Insurance has always been a data-focused business, albeit a historical one. By integrating historical information with more real-time sources of data and leveraging predictive data analytics, machine learning and other cognitive computing technologies, insurer capabilities will expand. By capturing and analyzing a vast array of structured and unstructured data, carriers can create new commercial insurance products and unique insurance coverages customized to a client’s specific demands.

Insurance has always been a numbers game; now the numbers have more meaning than ever before.

Once data is digitized, a computer can capture, search, exchange and integrate different data elements. Digitalization — a company’s use of this digitized information to optimize its business and operating workflows — then follows. The next step is digital transformation, which calls for integrating the organization’s digital footprint with partnering businesses and customers in a collaborative and transactional digital ecosystem.

As companies move forward in this three-step journey, they will capture and access both historical and real-time structured and unstructured data for analytical purposes. The bonus is that the semantic layers of this data are being mapped at a faster rate to offer even deeper insights. Semantic data is crucial to making tomorrow’s business decisions as it represents data in common business terms. Users can access the data they need by using familiar business words like “product,” “customer” or “revenue” to obtain a unified, consolidated view of data across the enterprise.

Our own digital transformation is focused on Dense Data — basically Big Data in which different pieces of information on a particular subject are distilled to provide greater business context.
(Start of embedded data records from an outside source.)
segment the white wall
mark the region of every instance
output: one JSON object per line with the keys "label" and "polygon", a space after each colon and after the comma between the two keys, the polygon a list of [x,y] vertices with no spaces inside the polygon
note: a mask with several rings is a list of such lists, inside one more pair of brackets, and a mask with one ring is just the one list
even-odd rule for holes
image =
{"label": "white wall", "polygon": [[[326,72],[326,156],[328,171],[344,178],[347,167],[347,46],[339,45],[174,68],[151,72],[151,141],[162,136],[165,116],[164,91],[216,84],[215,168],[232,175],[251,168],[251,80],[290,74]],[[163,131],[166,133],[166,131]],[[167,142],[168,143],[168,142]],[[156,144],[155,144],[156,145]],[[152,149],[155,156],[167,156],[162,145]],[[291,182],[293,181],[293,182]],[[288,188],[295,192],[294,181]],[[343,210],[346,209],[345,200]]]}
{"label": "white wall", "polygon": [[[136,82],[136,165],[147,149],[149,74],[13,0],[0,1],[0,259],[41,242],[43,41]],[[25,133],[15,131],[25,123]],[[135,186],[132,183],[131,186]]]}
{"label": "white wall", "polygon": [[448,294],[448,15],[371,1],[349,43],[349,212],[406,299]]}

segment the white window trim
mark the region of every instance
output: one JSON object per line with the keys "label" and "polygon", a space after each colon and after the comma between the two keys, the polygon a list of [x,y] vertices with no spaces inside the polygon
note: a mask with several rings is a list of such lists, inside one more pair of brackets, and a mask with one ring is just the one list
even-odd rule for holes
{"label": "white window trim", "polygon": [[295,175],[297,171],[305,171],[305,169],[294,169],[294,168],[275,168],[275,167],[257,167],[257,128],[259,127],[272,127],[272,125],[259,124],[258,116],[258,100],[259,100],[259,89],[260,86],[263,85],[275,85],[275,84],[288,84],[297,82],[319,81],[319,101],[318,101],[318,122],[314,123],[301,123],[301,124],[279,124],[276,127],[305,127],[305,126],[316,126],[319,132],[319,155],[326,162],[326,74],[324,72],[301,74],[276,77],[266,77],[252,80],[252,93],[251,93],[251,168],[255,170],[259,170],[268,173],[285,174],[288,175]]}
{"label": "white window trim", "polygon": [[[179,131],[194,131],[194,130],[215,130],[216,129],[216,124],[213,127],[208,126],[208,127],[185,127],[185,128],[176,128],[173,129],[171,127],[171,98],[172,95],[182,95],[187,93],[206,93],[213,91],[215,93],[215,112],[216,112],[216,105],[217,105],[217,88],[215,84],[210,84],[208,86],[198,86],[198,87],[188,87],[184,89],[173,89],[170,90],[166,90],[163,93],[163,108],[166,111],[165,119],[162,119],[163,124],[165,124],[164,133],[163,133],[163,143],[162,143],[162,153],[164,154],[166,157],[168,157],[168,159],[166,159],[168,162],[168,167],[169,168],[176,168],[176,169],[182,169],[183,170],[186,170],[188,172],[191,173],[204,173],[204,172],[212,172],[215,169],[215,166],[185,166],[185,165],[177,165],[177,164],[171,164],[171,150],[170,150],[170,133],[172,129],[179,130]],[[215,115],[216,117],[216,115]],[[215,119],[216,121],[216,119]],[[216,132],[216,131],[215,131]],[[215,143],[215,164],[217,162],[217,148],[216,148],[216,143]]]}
Using Dense Data, we will be able to continuously enhance the customer value of our products, dramatically increasing their value and lifespan. Like all products, insurance policies are not evergreen. If they’re not continually improved, they’ll die out like a five-year-old smartphone.

Asset Valuation

These examples of the exponential growth increasing and business value of data all point to a future where data is valued on the balance sheet as an asset. The challenge, of course, is how to determine the value of different types of structured and unstructured data. Without this capability, boards of directors, analysts and investors cannot easily and dependably compare the accurate value of one company’s data to another’s.

Accurately valuing data is an uphill climb, but it’s not impossible: Dealmakers in the M&A environment are constantly putting a value on information assets, particularly when the target acquisition is a data-rich business — like when Microsoft acquired LinkedIn. Companies can begin to assess the business value of their data by leveraging the insights of their data scientists and engineers about these information assets, where these reside and how they produce business benefits.

In our company, the enterprise data team is entrusted in partnership with the heads of finance and operations to begin the process of valuing our data.

Each time a data element is used in one part of the organization (say claims) to produce a particular insight, and the same element is subsequently reused by another part of the business (like underwriting), this reuse capability not only brings down the marginal cost of data, but it also creates a metric for monetary return. How often this particular data element is reused can be a means of calculating its value as an asset. As time goes by and the data element is reused less and less, its value would correspondingly decrease.

That’s just one idea and there are likely others. The point is that digital transformation is a nonstop locomotive, in which many businesses are still just beginning. For those of us in the insurance industry, this journey is well underway and it is both scary and exciting.

Insurance has always been a numbers game; now the numbers have more meaning than ever before.